Consequently, informing health departments of new data about high blood pressure diagnoses in a particular neighborhood can prevent a decrease in life expectancy in this area years later. A grassroots movement approaches demand meetings between all stakeholders. Organizing consistent meetings to discuss these trends will empower health departments to customize public health initiatives in order to tackle these concerns. Furthermore, such communication could enhance shared infrastructure between the two stakeholders, yet another key component of a healthy grassroots effort. Working together, local health professionals and health departments could design software that could de-identify patient data and map out unmet social and medical needs in different neighborhoods.

Beyond building bridges between health departments and health providers, a grassroots approach would also foster collaboration between health providers and local non-profits. 

When creating treatment plans, health providers are well qualified to combat chronic disease threats like heart disease with prescriptions and diet recommendations.
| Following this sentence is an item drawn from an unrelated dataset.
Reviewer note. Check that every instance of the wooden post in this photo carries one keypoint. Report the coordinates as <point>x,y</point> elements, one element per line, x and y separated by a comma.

However, this type of treatment is worthless if a patient lives in a food desert or does not have the proper housing to refrigerate their medication. The reality is that many communities have local non-profits who can satisfy the social needs of patients. Consequently, these non-profits deserve to be a part of the treatment plan.
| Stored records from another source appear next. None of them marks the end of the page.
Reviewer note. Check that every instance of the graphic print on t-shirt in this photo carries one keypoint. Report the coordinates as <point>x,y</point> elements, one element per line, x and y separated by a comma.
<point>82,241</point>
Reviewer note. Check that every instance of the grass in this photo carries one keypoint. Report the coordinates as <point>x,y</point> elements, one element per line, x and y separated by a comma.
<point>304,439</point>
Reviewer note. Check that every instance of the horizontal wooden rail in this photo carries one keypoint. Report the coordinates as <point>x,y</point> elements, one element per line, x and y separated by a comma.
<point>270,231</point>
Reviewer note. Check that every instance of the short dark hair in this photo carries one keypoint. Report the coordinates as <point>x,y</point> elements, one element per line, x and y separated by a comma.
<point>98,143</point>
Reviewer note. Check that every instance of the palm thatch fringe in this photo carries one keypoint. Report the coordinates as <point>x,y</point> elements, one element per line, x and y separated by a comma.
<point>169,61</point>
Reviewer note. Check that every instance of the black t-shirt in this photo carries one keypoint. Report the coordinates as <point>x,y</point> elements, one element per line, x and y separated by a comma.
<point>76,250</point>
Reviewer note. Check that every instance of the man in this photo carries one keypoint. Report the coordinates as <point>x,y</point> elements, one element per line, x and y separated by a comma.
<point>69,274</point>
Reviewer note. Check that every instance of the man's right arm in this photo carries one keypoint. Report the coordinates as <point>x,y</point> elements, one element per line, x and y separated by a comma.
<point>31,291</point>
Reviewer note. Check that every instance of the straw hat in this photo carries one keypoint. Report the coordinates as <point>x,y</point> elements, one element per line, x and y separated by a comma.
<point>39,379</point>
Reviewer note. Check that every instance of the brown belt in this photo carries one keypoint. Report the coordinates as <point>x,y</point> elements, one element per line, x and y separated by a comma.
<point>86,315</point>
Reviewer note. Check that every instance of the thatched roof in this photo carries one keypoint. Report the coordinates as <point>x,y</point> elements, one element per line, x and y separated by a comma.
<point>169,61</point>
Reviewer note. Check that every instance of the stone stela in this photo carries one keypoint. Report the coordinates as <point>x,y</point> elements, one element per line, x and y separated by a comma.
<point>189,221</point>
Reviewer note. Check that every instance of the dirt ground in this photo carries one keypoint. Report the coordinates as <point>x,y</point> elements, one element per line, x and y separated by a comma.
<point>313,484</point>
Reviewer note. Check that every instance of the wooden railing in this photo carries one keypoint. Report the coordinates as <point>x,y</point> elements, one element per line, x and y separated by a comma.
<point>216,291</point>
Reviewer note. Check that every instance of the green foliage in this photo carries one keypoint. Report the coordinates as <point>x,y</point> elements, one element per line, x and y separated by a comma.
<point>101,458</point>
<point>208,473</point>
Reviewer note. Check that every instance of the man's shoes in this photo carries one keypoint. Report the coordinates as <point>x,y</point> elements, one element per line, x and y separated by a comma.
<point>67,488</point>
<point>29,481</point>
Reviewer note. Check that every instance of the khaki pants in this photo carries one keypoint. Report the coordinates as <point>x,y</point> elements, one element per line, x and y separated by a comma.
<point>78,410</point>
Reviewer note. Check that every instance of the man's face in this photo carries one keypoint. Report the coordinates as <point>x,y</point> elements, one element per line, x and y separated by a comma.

For instance, Fresh Express is a non-profit mobile produce market that purchases produce “at wholesale and sells it without a markup” in food desert neighborhoods in Arizona, or areas where it is difficult to access affordable produce. Imagine if health care professionals had the capability to make non-profits such as Fresh Express a part of their patients’ treatment plans, rather than only prescribing a diet recommendation. Health providers could also connect patients with local nonprofits that can provide access to the fresh produce needed to live up to this diet recommendation. Patients would no longer be alone in the struggle to adhere to a treatment plan and improve one’s health. Through a grassroots approach, non-profits serving the community would have an established relationship with health practitioners. In turn, this relationship would enable non-profits like Fresh Express to communicate when patients reach out to them for support and see if their resources are enough to help the patient.

Perhaps you are convinced this is the responsibility of social workers; however, not all primary care clinics are equipped to hire a full-time social worker. There is no reason that social needs and medical concerns cannot be integrated into the same treatment plan. 

Overall, it is clear how vital collaboration between primary caregivers, health departments and nonprofits is in treating inequality in America. However, the question still remains as to who should be responsible for catalyzing these types of movements in communities across the country. With burnout and budget cuts plaguing health professionals, it’s not fair to leave organizing such a movement only to these stakeholders. Instead, students in high school or post-secondary education should be the ones to take the initiative. As future patients and health professionals, the next generation has the most to lose or gain from any action taken to impact a community’s health. Young professionals are capable of energizing a neighborhood around the idea of community health as a grassroots movement through town halls, demonstrations and public speaking. The world saw this capacity to energize first hand with both the Climate Strike and the March For Our Lives demonstration. When the youth take the reins on a large scale, it awakens a sense of urgency in all of society. Ultimately, inequality has assaulted American communities since its founding. There is no one-stop solution. Nevertheless, transforming community health, the root of our society, by uprooting our practice of health care and public health is a powerful way to start.